Tina Graudina turns 23 today (March 9), but she and her partner Anastasija Kravcenoka, who had her 24th birthday in January, have already left their mark on the sand courts over last decade. The Latvians are now wellknown names in the world of beach volleyball and hope to make more headlines in the future as they prepare for their rookie Olympic appearance at Tokyo 2020.
Their first international appearance was over seven years ago. Tina and Anastasija were only 15 and 16 when they participated in the 2013 CEV U18 European Championship and registered three wins to finish ninth.
A year later, they played at the Youth Olympic Games in Nanjing and also finished ninth. Just before that, Graudina travelled to Acapulco, with Linda Gramberga as a partner, and they claimed the bronze medals at the 2014 FIVB U17 Beach Volleyball World Championship, a moment she remembers fondly.
“The first highlight of my career was definitely my first international medal at the U17 world champs in Acapulco. It will always stay in my memory, just like the achievements Anastasija and I had later on at the senior level,” Graudina told Volleyball World.
In 2015, Graudina and Paula Neciporuka topped the podium at the U18 European Championship at home in Riga, her first international gold medal. That year she also claimed her first international medal at the senior level finishing second at the CEV Satellite in Vaduz and made her FIVB Beach Volleyball World Tour debut at the Olsztyn Grand Slam, both in partnership with Inese Jursone.
Kravcenoka and Graudina reunited in 2016 and won their first medal together at the U22 European Championship in Thessaloniki, where they snatched the continental title. That year they also played some senior continental tournaments, including EuroBeachVolley 2016 at home in Jurmala, where they took fifth place, but waited till 2017 to make their World Tour debut as a team, again in Olsztyn.
In 2018 and 2019, the Latvian duo became World Tour regulars, but their big achievements came elsewhere. First, at EuroBeachVolley in Moscow in August 2019, Graudina and Kravcenoka stunned many of the favourites to triumph as European champions.

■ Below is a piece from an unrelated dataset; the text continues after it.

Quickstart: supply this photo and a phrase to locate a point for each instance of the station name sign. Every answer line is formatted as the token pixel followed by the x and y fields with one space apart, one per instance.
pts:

Then, in September, they came out of the Olympic qualification tournament in Haiyang as one of the two women’s teams with tickets for Tokyo 2020. In the deciding match, the Latvians persevered through a hard-fought tie-breaker with Czechia’s Barbora Hermannova and Marketa Slukova. They mounted a strong comeback from 7-12 to claim a 2-1 (21-17, 15-21, 17-15) victory and the right to compete at the next Olympic Games.
“It was the most unforgettable match for me!” Kravcenoka said. “We won against Maki and Bara and became the first-ever Latvian women’s team to earn a spot at the Olympics.”
“Along with our European Championship title, the Tokyo 2020 qualification was among the biggest highlights of our career as a team. There are a lot of games that I remember, but probably the most memorable one is the final match against the Czech team in China. We will definitely always remember that match because it simply had such high stakes, and knowing that we could come off the court with or without a ticket to Tokyo created such a high intensity and adrenaline that we had never experienced before. The unbelievable comeback at the end of the third set was also something that we hadn't done before,” Graudina added.
With the Olympic qualification process resuming for most other contenders this week in Qatar, Graudina and Kravcenoka can now afford skipping a major tournament and work on their physical and technical foundations in preparation for Tokyo instead.
They have all the reasons to be optimistic about their future and they are…
“My beach volleyball career consists of the many decisions that I have made. I understand how important it is to have the right people around - all the coaches, all the partners I have had. I have been learning from them and I am very lucky to have had each of them at the right time in my life. I am grateful that I have a partner like Tina. We complement each other and we are strong together. For us, together means power,” said Kravcenoka.
“The most important thing is to have common goals and the will to do whatever it takes to reach them,” Graudina added. “Then the results will follow.”